Cassandra provides a number of options to partition your data across nodes in a cluster.
The RandomPartitioner is the default partitioning strategy for a Cassandra cluster. It uses a consistent hashing algorithm to determine which node will store a particular row. The end result is an even distribution of data across a cluster.
The ByteOrderedPartitioner ensures that row keys are stored in sorted order. It is not recommended for most use cases and can result in uneven distribution of data across a cluster.
A seed node in Cassandra is a node that is contacted by other nodes when they first start up and join the cluster. A cluster can have multiple seed nodes. Cassandra uses a protocol called gossip to discover location and state information about the other nodes participating in a Cassandra cluster. When a node first starts, it contacts a seed node to bootstrap the gossip communication process. The seed node designation has no purpose other than bootstrapping new nodes joining the cluster. Seed nodes are not a single point of failure.
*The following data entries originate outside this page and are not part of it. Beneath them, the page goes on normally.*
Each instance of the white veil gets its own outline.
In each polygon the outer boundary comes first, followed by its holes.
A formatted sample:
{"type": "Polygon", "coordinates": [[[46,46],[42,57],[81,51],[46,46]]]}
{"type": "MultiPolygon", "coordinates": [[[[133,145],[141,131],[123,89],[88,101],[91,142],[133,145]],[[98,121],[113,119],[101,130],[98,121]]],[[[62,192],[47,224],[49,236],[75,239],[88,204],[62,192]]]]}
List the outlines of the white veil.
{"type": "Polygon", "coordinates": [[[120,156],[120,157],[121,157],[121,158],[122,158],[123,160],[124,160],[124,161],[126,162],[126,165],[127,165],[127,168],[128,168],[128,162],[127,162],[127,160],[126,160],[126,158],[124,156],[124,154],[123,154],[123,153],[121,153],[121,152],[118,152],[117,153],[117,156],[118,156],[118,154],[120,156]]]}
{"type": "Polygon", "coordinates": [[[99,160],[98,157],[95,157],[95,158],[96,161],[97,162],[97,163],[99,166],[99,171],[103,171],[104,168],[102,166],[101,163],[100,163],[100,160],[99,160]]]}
The snitch is a configurable component of a Cassandra cluster used to define how the nodes are grouped together within the overall network topology (such as rack and data center groupings). Cassandra uses this information to route inter-node requests as efficiently as possible within the confines of the replica placement strategy. The snitch does not affect requests between the client application and Cassandra (it does not control which node a client connects to).
Cassandra is capable of offering linear performance benefits when new nodes are added to a cluster.
A new machine can be added to an existing cluster by installing the Cassandra software on the server and configuring the new node so that it knows (1) the name of the Cassandra cluster it is joining; (2) the seed node(s) it should obtain its data from; (3) the range of data that it is responsible for, which is done by assigning a token to the node.
Please see the online documentation about how to assign a token to a new node and the various use cases that dictate the complexity of token assignment.
Note that OpsCenter is capable of automatically rebalancing the data across all nodes in a cluster when new nodes are added.
Nodes can be removed from a Cassandra cluster by using the nodetool utility and issuing a decommission command. This can be done without affecting the overall operations or uptime of the cluster.